No lo niego, durante dos semanas yo estuve quejándome del calor, del dolor de cabeza, de mi deshidratación, del sudor, de las rozaduras. Incluso llegué a llorar por tanto calor. Suena exagerado, pero estar constantemente cansada, con un stress físico, intentando respirar aire sumamente caliente y sofocante, es una pesadilla. 

Un buen día mi cuñado, me comentó que tener una actitud positiva hacia lo que nos pasaba, mejoraba cualquier situación. Sobre todo frente a acontecimientos y sucesos que uno no puede controlar; en este caso el clima.  Recordemos que todo lo que nos pasa es 90% como lo percibimos y 10% el hecho en si.

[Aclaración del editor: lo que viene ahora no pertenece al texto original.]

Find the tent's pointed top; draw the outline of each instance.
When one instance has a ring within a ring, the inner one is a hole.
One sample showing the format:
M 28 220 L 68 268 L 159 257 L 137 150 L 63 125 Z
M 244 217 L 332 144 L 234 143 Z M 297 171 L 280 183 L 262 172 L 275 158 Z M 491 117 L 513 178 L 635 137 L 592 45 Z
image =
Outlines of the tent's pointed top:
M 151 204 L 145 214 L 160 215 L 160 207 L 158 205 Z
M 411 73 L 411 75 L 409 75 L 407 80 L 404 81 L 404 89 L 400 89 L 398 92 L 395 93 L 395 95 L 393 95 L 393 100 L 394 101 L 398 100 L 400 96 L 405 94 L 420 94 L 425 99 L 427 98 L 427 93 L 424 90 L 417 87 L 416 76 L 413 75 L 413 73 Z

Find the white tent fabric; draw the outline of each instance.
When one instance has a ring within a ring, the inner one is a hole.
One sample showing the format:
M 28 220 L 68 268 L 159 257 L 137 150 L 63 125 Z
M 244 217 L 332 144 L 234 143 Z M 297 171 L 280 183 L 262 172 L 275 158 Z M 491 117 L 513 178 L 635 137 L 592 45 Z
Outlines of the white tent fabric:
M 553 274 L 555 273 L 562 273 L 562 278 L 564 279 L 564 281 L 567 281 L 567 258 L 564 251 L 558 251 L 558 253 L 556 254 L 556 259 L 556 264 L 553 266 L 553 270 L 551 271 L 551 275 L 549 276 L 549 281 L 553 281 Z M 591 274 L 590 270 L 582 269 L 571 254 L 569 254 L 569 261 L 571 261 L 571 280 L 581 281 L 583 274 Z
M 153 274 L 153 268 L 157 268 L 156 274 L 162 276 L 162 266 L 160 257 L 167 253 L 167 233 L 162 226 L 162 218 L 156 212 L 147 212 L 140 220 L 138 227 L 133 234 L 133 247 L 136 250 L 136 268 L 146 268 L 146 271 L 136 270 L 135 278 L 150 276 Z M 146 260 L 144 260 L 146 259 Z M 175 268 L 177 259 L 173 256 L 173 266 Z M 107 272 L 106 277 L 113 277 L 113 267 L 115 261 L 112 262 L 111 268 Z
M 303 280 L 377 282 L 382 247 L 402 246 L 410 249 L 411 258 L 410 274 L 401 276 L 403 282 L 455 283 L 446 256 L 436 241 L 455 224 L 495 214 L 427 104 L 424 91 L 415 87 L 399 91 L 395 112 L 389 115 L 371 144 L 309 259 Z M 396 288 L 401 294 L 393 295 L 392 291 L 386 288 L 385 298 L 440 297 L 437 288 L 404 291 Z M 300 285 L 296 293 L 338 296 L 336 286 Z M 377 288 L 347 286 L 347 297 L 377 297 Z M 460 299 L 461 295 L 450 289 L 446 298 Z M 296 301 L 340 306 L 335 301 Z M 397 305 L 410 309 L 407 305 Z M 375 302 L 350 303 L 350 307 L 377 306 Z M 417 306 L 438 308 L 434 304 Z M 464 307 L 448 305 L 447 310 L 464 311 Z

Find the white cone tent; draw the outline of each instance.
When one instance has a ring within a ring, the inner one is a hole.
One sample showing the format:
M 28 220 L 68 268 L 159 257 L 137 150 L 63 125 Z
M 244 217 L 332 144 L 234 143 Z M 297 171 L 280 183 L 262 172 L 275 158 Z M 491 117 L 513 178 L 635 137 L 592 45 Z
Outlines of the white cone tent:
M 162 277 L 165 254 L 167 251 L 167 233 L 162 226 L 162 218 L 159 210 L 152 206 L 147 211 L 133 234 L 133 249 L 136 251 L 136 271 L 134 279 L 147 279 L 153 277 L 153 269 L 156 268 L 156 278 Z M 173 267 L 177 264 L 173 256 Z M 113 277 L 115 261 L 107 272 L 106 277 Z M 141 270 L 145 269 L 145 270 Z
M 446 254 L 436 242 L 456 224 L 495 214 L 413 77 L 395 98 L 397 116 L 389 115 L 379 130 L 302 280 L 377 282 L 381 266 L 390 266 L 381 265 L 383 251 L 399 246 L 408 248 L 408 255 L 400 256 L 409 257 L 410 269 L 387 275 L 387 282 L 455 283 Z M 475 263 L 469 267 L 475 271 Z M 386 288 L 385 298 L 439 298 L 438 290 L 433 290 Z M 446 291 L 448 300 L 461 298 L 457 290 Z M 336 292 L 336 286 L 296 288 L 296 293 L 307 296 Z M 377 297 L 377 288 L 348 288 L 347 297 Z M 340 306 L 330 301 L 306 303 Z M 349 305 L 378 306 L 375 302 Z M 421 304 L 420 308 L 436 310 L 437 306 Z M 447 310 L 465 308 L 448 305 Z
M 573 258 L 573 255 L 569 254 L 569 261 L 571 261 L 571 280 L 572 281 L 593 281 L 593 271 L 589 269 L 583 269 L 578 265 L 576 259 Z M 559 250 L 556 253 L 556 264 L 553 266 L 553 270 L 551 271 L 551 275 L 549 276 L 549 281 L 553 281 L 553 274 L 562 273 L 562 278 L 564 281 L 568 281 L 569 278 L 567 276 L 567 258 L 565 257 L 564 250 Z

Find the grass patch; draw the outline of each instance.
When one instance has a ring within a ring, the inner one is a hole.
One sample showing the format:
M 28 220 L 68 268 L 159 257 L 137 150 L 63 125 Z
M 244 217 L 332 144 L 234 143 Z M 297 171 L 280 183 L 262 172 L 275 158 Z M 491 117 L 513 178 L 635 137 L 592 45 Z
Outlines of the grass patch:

Así que esta recomendación decidí aplicarla a mi constante malestar con el clima. Aceptémoslo, era más fácil seguir con la misma actitud.  Sin embargo, al día siguiente me dedique a decir: “Amo el calor,  sentirlo y  sudar es un síntoma de que estoy viva”. Y como arte de magia, empecé a aclimatarme. Obvio a veces tenía mis dolores de cabeza y tenía que tomar mi ibuprofeno, pero al no estar enfocada en la parte negativa del clima, hizo que cambiará radicalmente mi vida y sintiera menos calor.

Como bien dicen, a todo se acostumbra uno, menos a comer, a no dormir y a no ir al baño. Así que valientes expatriadxs, si ya tomaron la decisión de vivir en otro país, enfrentaron el duelo migratorio y un sin número de cambios, ustedes tienen el poder de adaptarse a cualquier clima. ¡No lo duden!